In the case of Canada, the focus seems to be on safety, stability, and trust. By connecting the regime to the Bank of Canada, the federal government is signaling that stablecoins will be treated as part of the wider payments ecosystem and not as speculative digital assets. The oversight role of the Bank reinforces the premise that the financial soundness and compliance burdens will be no different from those imposed on traditional institutions managing public money.

For Canadian consumers and businesses, this could translate to better availability of stablecoin-based services, ranging from digital-commerce payments to cross-border remittances and the settlement of tokenized assets. If there is confidence in stablecoins backed by well-supervised reserves, broader adoption of digital-payment options could result in lower transaction costs and quicker settlements than might be possible in legacy systems.

Industry analysts have argued that regulatory clarity is a necessary condition for the mainstream adoption of blockchain-based payments. The new framework could give that clarity on how fiat-backed stablecoins must be issued, backed, and redeemed. For developers and financial-technology companies, the new rules could mean the establishment of a predictable environment in which to innovate, enabling projects to focus on product design and compliance rather than regulatory uncertainty.

Meanwhile, the proposed regime indicates Canada's drive to retain competitiveness in the landscape of its payment systems. Inclusion of amendments to the Retail Payment Activities Act ensures that any form of payment-service providers, including those providing stablecoins, will be subject to consistent expectations for operational and risk-management standards. Integration between stablecoin oversight and regulation of the payment system indicates a cohesive national strategy supporting both innovation and accountability.
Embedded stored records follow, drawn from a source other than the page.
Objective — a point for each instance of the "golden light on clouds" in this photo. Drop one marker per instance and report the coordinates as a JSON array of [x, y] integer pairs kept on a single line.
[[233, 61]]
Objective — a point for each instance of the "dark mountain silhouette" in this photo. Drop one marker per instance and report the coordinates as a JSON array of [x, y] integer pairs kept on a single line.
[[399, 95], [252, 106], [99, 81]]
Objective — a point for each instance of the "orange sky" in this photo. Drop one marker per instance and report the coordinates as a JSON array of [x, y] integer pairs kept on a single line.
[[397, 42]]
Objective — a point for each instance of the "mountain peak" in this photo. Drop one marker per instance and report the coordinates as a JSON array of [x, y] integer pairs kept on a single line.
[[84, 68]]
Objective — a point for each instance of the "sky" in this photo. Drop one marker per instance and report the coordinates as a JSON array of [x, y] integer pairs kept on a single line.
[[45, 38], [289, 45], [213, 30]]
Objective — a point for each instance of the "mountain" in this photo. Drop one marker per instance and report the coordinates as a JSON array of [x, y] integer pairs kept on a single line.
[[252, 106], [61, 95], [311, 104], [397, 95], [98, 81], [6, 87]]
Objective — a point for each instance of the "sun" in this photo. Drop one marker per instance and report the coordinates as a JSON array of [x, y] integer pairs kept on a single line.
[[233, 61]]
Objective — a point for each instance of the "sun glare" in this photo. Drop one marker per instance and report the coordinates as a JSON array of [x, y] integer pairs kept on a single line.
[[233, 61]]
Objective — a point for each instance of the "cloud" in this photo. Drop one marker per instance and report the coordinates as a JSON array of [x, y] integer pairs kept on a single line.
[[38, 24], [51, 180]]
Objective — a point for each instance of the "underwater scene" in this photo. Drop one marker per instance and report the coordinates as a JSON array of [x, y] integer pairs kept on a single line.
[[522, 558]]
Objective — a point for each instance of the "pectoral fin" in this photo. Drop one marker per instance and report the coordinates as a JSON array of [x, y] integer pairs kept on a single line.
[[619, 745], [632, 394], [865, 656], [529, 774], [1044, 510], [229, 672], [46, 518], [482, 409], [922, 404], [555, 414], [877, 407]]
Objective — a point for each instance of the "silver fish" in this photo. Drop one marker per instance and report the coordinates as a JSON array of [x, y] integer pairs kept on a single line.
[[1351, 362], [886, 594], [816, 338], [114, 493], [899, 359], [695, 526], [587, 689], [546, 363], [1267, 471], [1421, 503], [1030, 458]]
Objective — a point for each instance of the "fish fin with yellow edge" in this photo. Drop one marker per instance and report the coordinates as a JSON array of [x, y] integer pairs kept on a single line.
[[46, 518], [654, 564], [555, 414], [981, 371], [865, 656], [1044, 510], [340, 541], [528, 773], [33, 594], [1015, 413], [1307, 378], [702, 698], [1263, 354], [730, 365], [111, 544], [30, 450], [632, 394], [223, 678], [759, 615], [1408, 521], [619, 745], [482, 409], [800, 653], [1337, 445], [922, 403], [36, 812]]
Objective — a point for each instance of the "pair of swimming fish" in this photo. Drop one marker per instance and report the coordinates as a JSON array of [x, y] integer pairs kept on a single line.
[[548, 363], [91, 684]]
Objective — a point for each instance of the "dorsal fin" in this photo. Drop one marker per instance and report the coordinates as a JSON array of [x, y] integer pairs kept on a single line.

While the budget therefore gives the direction of policy, it is in the drafting and passage of actual legislation that the shape of these rules will be determined. Key questions will be how issuers qualify for authorization, what counts as adequate reserves, and how consumer-redemption rights will be enforced. The federal government has not indicated when it will bring forward the legislation, but its inclusion in Budget 2025 suggests it is a priority item in the financial-sector modernization agenda.

By weaving stablecoin regulation into its fiscal plan, Canada assumes a leadership role with a select few nations that have actually integrated digital-asset oversight into national economic strategy. The move underlines the recognition that stablecoins, once niche instruments, represent critical infrastructure in the evolving digital economy.